Productivité et perte d’emploi ?

Après avoir mis en évidence une numérisation croissante de l’économie, le rapport met en perspective l’utilisation de l’intelligence artificielle, d’une part par les entreprises (près de 35 % en 2025) et d’autre part par les travailleurs belges (33 % en 2025). C’est le manque de compétences numériques et en IA qui ressort largement du rapport du CSE.
Le CSE ne s’attarde dès lors pas sur les débats récurrents autour de l’intelligence artificielle (productivité et perte d’emploi), si ce n’est en attirant l’attention du lecteur sur l’exposition de certains groupes particuliers d’entreprises (petites entreprises et certains secteurs) et de travailleurs (les jeunes et les femmes). Pour le CSE, compte tenu de l’évolution rapide de l’intelligence artificielle, toute conclusion risque de devenir rapidement obsolète. En revanche, le constat d’un déficit de compétences apparaît, lui, comme une évidence.

L’importance de la formation initiale et continue

Les chiffres relatifs à l’utilisation de l’IA placent la Belgique dans le peloton de tête européen, tant du côté des entreprises que des travailleurs. Toutefois, sous cette réalité, les compétences numériques « médiocres » des jeunes, ainsi que les résultats globalement mitigés du reste de la population, constituent un handicap majeur pour un pays pourtant pionnier dans l’adoption des technologies d’IA.

Ainsi, alors que 39 % des travailleurs déclarent avoir besoin d’approfondir leurs connaissances ou leurs compétences en matière d’outils et de systèmes d’intelligence artificielle dans le cadre de leur travail, seuls 14 % d’entre eux ont suivi une formation à cet effet au cours de l’année écoulée. De plus, la participation des travailleurs belges à la formation est inférieure à la moyenne européenne et les thématiques liées à l’IA ne sont pas encore souvent intégrées dans les cursus existants. Dès lors, la formation initiale ne prépare pas suffisamment les jeunes en Belgique aux défis de l’avenir numérique. Les entreprises identifient d’ailleurs la pénurie de compétences, ainsi que les coûts élevés, comme les principaux freins à l’adoption de l’IA.

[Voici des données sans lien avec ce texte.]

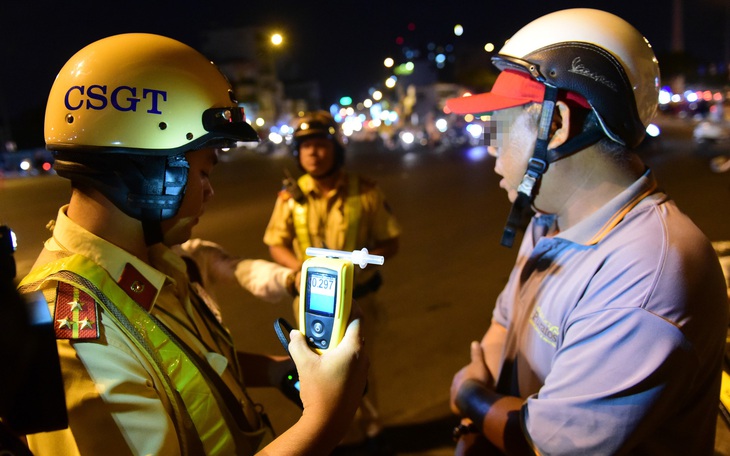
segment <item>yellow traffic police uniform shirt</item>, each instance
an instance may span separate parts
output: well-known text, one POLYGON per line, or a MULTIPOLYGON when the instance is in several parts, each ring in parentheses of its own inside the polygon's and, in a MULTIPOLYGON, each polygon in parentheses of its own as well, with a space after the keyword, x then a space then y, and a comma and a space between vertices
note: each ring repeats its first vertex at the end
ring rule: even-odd
MULTIPOLYGON (((345 214, 349 179, 359 179, 360 222, 357 227, 355 249, 372 249, 378 241, 400 236, 401 228, 385 201, 385 195, 370 179, 346 172, 340 173, 335 188, 321 193, 313 179, 300 179, 300 189, 307 201, 307 221, 312 247, 345 250, 345 235, 350 221, 345 214)), ((264 233, 266 245, 292 247, 297 258, 304 258, 296 236, 293 204, 286 191, 279 193, 274 211, 264 233)), ((355 268, 355 285, 366 282, 376 268, 355 268)))
MULTIPOLYGON (((244 432, 247 434, 244 439, 255 442, 250 454, 257 450, 256 447, 265 446, 272 436, 262 425, 246 394, 230 336, 217 321, 219 313, 212 300, 205 296, 202 288, 195 287, 197 284, 189 283, 184 261, 158 244, 150 248, 153 265, 150 266, 81 228, 66 216, 65 210, 66 207, 62 207, 59 211, 53 236, 46 241, 34 269, 65 255, 80 254, 121 282, 131 266, 134 278, 152 287, 148 288, 152 294, 147 293, 144 298, 148 302, 137 300, 137 303, 144 308, 149 306, 152 316, 199 358, 207 360, 220 375, 248 422, 251 432, 244 432)), ((54 315, 55 282, 44 284, 42 291, 49 302, 51 315, 54 315)), ((58 305, 61 305, 60 298, 58 305)), ((181 448, 179 433, 189 434, 192 429, 204 440, 206 433, 214 432, 195 429, 191 422, 176 423, 172 410, 175 401, 165 393, 163 381, 148 356, 104 312, 98 311, 96 318, 89 321, 87 326, 99 323, 98 339, 58 339, 57 344, 69 427, 29 435, 28 443, 34 454, 178 455, 191 451, 181 448)), ((56 322, 59 327, 63 324, 60 320, 56 322)), ((220 409, 188 410, 187 413, 207 417, 221 414, 220 409)), ((219 454, 235 454, 236 451, 233 441, 219 443, 215 451, 205 449, 205 453, 219 454)))

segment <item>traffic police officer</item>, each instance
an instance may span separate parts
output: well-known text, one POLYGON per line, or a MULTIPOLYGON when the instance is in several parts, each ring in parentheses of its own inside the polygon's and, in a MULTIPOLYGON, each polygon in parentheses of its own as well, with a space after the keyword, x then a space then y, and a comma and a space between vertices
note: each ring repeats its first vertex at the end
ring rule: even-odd
MULTIPOLYGON (((308 112, 298 119, 293 154, 305 174, 296 183, 285 181, 266 227, 264 243, 274 261, 299 269, 310 246, 345 251, 367 248, 386 259, 396 254, 400 225, 373 180, 343 169, 345 146, 330 113, 308 112)), ((382 324, 375 300, 381 282, 378 268, 355 268, 353 297, 363 313, 365 337, 371 341, 382 324)), ((294 315, 298 315, 297 305, 295 299, 294 315)), ((373 346, 372 342, 366 346, 371 360, 373 346)), ((380 432, 375 403, 371 378, 361 407, 367 437, 380 432)))
POLYGON ((33 453, 333 448, 366 381, 358 323, 326 359, 292 331, 307 413, 274 439, 246 386, 276 385, 274 373, 290 362, 238 352, 170 249, 190 238, 213 196, 217 148, 257 140, 215 65, 158 35, 94 42, 58 74, 45 136, 72 194, 20 289, 49 302, 69 427, 28 436, 33 453))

Pour la FEB, l’enjeu sociétal lié à la maîtrise de l’intelligence artificielle relève, dans un premier temps, de la responsabilité des autorités, et plus particulièrement du système éducatif. Ce n’est qu’à partir d’un socle solide de compétences de base que les besoins spécifiques des secteurs et des entreprises pourront être adéquatement rencontrés.

Ce que la FEB retient des recommandations du CSE (Marie-Lise Pottier Centre de compétence Emploi & Sécurité sociale de la FEB )

- 1) Faire des compétences la colonne vertébrale de la transition vers l’IA

Le CSE plaide pour une stratégie éducative et de formation continue intégrant l’IA dès les premières étapes, sans pour autant sacrifier les compétences fondamentales ni l’esprit critique. Il insiste également sur le renforcement de la formation tout au long de la vie, en particulier pour les publics moins qualifiés et plus âgés.

- 2) Soutenir l’adoption de l’IA dans les PME

Le rapport souligne la nécessité de sensibiliser et d’aider les structures de petite taille, notamment par le biais d’aides (financières ou non) et des écosystèmes (centres de référence) pour faciliter l’intégration de l’IA.

- 3) L’intelligence artificielle au service du marché de l’emploi

Enfin, le Conseil supérieur de l’emploi met en avant le potentiel de l’intelligence artificielle pour améliorer le fonctionnement du marché du travail, à condition que son déploiement s’inscrive dans un cadre transparent, concerté et attentif à la qualité de l’emploi.